Markus Braun/Wirecard.
Wirecard: Picking up the pieces
A humbling weekend for fintech, so where do we go next?

Originally published in The AltFi Weekly Newsletter on Monday, for more like this sign-up now.
This weekend hundreds of thousands of people went to an ATM, only to have their card declined.
Families discovered that salaries, received only days ago, are now inaccessible.
Lone parents with young children struggled to access their savings.
And small businesses, just trying to stay on their feet amid a pandemic, are now locked out of their finances.
All of them customers of e-money accounts from the likes of Pockit, Soldo, U Account, FairFX, Glint and many more, companies that are themselves victims of Wirecard’s sudden demise.
Pockit, which has over 500,000 vulnerable users who can’t access traditional banking services, published a blog post with advice that included links on how to “find a food bank near you”.
(Bailey Kursar, co-founder and CEO of Touco, put together a heartbreaking post capturing some of the hardships being faced. I’d highly recommend you give it a read.)
At the same time entrepreneurs and fintechs, including those listed above, were thrust into a weekend of chaos as they desperately look to save their businesses after their key supplier was frozen by the FCA.
Curve was among the few that managed to get its service back up and running this morning, others were not so lucky.
“I think there will be casulalties, because the biggest factor in fintech is trust,” Draper Esprit’sVinoth Jayakumar told me on the phone this morning.
“Trust is broken, and it’s not any fintech’s fault, but it is fintech’s fault.”
So what happens next?
Firstly, the Wirecard mess will be resolved.
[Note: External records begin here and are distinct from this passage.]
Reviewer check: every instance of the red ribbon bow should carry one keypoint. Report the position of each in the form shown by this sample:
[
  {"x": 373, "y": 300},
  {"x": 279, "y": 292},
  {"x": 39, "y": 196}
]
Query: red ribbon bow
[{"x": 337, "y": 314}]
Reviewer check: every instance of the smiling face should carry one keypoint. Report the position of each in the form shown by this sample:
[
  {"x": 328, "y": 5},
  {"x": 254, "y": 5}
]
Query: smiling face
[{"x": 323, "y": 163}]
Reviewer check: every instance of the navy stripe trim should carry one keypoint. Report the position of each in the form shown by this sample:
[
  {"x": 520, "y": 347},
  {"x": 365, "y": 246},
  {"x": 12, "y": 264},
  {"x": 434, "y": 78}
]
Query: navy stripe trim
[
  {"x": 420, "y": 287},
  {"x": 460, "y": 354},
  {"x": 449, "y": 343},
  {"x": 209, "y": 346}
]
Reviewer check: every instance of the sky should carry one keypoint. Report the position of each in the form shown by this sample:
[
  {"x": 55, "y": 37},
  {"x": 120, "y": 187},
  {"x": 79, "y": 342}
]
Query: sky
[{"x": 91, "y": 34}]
This morning the FCA said it had made good progress assessing the UK subsidiary’s books, although it added that restrictions cannot yet be lifted.
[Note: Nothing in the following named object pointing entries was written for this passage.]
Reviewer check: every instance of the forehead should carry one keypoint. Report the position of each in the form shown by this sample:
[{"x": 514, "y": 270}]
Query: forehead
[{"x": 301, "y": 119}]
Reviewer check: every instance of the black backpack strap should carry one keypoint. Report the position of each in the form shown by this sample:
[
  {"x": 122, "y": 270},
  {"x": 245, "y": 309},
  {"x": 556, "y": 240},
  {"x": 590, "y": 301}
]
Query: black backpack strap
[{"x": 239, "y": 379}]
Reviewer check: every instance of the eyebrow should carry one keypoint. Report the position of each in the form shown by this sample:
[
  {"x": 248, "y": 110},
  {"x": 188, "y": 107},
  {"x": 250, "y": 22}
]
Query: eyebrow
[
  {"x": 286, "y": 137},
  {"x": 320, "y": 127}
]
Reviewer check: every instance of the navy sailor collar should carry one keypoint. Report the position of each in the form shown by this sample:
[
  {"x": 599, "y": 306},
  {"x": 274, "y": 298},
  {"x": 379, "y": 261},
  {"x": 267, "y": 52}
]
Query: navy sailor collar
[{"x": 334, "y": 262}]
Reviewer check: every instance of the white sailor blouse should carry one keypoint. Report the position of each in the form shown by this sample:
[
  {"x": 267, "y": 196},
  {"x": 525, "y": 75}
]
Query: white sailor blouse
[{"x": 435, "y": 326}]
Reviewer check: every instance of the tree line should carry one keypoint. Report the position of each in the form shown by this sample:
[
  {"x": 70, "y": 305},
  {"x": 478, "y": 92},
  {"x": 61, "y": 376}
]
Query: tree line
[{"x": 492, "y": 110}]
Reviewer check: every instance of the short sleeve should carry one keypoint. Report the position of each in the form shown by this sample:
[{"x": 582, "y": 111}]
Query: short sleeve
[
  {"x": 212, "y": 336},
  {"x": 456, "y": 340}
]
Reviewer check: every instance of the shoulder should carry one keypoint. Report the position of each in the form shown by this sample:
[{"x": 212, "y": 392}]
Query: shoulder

UPDATE 30-06-20 – The FCA has now lifted its freeze on Wirecard UK.
Secondly, some fintechs will fall.
The reputational damage caused by the Wirecard debacle, during a time when cash is tight and venture capital is scarce, will be too much for some.
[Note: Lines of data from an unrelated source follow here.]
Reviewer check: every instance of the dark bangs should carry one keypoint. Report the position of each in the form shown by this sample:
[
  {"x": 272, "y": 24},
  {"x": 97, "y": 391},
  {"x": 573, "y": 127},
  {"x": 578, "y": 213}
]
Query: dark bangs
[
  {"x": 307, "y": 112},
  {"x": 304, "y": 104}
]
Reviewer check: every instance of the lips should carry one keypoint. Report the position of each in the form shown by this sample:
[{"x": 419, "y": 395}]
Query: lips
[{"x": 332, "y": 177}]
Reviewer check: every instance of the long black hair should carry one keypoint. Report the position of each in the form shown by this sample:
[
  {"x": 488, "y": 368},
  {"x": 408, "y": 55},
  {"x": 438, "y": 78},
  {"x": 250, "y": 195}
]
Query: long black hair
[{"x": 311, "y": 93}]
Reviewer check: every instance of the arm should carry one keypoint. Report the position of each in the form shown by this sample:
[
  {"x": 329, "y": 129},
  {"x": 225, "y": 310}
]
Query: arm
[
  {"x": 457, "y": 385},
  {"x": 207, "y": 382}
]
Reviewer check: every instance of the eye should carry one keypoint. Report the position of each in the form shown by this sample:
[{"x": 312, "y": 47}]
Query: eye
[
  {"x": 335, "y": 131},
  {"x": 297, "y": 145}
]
Finally, the regulatory landscape for electronic money and payment institutions will be reviewed.
The ease at which entrepreneurs have been able to create new financial institutions (Monzo started as a prepaid Wirecard) has enabled the modern fintech revolution as we know it.
But the fact that many of these fintechs have become core financial services in the lives of millions, without the same regulatory rigour and consumer protection as traditional banks, is a problem.